Grande parte do canto em grupo, em Israel, parece ter sido antifônico, quer por dois meios-coros se alternarem em cantar linhas paralelas, quer por um solista e um coro de responso se alternarem. Nas Escrituras, isto parece ser chamado de ‘responder’. (Êx 15:21; 1Sa 18:6, 7) Este tipo de canto é indicado pelo próprio estilo em que alguns dos salmos foram escritos, tais como o Salmo 136. A descrição dos dois grandes coros de agradecimento, no tempo de Neemias, e da sua participação na inauguração da muralha de Jerusalém, indica que cantavam neste estilo. — Ne 12:31, 38, 40-42; veja CÂNTICO.

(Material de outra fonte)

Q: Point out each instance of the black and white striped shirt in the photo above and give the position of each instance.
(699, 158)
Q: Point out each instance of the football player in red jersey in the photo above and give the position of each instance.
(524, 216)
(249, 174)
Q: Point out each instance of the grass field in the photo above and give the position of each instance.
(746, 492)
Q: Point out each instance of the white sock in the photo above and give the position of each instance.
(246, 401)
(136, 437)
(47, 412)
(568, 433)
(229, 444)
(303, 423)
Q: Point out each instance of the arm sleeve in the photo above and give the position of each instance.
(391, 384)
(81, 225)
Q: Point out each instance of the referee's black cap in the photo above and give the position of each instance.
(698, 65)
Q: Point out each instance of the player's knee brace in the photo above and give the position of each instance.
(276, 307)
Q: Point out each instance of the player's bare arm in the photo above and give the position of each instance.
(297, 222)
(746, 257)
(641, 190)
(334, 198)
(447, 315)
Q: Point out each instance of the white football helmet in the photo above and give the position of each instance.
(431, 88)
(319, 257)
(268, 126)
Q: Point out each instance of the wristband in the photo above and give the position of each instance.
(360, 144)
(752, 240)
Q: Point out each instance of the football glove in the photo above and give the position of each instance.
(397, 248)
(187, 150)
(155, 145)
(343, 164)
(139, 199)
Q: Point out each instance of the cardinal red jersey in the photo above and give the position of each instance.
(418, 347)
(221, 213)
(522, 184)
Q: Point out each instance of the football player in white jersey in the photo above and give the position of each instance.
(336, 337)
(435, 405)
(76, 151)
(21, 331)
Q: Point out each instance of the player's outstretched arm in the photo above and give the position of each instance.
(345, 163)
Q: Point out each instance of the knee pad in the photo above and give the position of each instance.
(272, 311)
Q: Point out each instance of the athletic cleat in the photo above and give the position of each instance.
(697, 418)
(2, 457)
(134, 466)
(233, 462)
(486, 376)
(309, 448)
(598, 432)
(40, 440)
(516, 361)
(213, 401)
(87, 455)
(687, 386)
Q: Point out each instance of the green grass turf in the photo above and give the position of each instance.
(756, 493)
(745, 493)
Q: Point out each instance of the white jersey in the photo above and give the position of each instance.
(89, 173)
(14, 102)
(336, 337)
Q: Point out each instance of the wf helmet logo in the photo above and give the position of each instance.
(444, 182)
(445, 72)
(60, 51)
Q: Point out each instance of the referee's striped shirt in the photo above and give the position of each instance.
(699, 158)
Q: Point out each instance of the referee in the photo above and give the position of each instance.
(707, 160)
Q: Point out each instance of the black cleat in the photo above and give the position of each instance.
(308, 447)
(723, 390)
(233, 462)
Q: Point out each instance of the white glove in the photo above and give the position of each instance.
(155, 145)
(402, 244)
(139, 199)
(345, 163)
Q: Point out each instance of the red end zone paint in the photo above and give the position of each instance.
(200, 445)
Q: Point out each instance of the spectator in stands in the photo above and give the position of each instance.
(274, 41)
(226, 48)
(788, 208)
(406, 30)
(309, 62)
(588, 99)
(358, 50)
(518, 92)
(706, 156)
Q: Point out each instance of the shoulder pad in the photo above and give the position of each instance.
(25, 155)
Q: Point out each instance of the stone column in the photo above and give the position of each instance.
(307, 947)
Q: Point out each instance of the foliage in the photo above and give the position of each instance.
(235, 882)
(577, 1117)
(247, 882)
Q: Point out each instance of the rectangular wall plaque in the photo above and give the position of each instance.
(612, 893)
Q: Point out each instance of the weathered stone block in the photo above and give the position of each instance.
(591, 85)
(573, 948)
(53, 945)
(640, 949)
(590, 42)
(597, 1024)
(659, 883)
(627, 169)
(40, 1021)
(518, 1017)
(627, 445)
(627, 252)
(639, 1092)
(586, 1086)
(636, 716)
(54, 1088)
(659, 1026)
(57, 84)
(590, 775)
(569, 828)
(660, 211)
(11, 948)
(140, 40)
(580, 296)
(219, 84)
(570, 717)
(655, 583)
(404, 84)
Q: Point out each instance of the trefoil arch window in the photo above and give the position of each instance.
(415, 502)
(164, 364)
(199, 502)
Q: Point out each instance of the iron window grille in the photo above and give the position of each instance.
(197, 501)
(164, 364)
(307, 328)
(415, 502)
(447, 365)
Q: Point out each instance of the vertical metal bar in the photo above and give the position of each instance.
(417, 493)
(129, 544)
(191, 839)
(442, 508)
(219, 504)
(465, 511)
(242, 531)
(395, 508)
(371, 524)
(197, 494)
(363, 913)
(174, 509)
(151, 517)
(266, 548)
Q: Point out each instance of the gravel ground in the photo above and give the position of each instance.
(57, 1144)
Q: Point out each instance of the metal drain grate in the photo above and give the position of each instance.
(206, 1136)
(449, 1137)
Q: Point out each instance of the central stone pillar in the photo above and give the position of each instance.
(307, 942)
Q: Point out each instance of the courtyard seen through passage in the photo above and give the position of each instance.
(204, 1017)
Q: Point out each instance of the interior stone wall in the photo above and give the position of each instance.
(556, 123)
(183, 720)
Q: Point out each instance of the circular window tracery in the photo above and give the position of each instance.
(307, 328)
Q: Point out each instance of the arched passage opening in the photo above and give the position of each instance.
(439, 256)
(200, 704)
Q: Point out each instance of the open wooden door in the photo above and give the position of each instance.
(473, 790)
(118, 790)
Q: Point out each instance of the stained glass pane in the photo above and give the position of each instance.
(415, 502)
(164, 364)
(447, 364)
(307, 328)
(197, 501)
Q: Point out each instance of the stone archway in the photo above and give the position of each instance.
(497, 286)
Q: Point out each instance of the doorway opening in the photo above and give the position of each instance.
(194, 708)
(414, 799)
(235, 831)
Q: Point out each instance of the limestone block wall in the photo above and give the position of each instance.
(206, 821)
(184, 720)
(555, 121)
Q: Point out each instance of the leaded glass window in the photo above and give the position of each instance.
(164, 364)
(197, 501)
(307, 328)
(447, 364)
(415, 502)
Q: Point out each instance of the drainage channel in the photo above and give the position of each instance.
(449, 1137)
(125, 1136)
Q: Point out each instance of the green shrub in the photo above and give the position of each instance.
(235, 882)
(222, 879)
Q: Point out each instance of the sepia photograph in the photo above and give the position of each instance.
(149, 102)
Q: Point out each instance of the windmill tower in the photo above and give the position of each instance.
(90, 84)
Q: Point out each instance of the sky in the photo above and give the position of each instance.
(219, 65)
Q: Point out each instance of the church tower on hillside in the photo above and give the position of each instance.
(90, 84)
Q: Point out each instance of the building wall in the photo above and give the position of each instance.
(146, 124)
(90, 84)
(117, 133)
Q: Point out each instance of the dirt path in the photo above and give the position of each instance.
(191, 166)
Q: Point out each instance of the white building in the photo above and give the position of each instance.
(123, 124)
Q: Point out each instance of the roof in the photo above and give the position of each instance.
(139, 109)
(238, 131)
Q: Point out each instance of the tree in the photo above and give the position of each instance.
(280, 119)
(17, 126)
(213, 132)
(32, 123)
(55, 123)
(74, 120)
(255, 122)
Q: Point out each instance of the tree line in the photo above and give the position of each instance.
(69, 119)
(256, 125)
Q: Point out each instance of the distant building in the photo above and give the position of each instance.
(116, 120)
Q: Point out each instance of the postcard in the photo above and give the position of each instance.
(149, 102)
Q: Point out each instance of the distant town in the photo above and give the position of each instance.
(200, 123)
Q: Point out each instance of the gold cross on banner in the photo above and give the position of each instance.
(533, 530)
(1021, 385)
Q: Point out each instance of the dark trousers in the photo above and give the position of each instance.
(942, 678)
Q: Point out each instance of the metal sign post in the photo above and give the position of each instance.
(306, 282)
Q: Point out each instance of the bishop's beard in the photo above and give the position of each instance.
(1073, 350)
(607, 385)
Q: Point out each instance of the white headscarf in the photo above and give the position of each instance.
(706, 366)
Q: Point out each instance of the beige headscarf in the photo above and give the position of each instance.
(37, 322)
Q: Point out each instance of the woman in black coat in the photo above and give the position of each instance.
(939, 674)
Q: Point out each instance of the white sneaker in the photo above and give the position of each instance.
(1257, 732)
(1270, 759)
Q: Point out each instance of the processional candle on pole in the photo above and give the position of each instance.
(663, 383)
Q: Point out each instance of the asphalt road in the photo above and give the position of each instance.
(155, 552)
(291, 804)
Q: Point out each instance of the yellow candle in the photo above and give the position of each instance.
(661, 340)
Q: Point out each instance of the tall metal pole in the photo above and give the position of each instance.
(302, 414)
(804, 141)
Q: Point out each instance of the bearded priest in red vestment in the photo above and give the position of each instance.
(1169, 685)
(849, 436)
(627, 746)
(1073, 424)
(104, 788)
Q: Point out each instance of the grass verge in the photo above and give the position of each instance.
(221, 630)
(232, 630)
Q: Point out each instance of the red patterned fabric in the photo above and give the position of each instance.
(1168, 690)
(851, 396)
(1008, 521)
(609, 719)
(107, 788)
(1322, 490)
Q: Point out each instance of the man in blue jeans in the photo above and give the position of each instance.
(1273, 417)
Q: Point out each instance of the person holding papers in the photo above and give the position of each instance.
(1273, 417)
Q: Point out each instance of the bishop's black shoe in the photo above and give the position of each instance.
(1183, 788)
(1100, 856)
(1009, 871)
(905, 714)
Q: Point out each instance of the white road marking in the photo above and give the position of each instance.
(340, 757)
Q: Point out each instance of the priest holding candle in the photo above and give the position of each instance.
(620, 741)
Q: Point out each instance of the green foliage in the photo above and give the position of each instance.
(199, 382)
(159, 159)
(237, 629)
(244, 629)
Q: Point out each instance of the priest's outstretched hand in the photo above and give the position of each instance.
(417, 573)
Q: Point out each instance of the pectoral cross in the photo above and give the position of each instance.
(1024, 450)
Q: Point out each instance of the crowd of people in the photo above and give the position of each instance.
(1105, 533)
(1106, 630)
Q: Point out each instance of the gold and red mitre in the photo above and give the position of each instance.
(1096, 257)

Pode-se dizer que entoar um canto em forma de salmodia situa-se entre o cantar propriamente dito e o falar. Seu diapasão é bastante monótono e repetitivo, com ênfase no ritmo. Embora o salmodiar continue bastante popular em algumas das principais religiões do mundo, seu uso na Bíblia parece limitar-se a endechas, como no caso em que Davi entoou uma endecha pela morte de seu amigo Jonatã e do Rei Saul. (2Sa 1:17; 2Cr 35:25; Ez 27:32; 32:16) Somente numa endecha ou num lamento seria preferível o estilo de salmodia ao da melodia de música, ou à modulação e ênfase oral de pura fala. — Veja ENDECHA.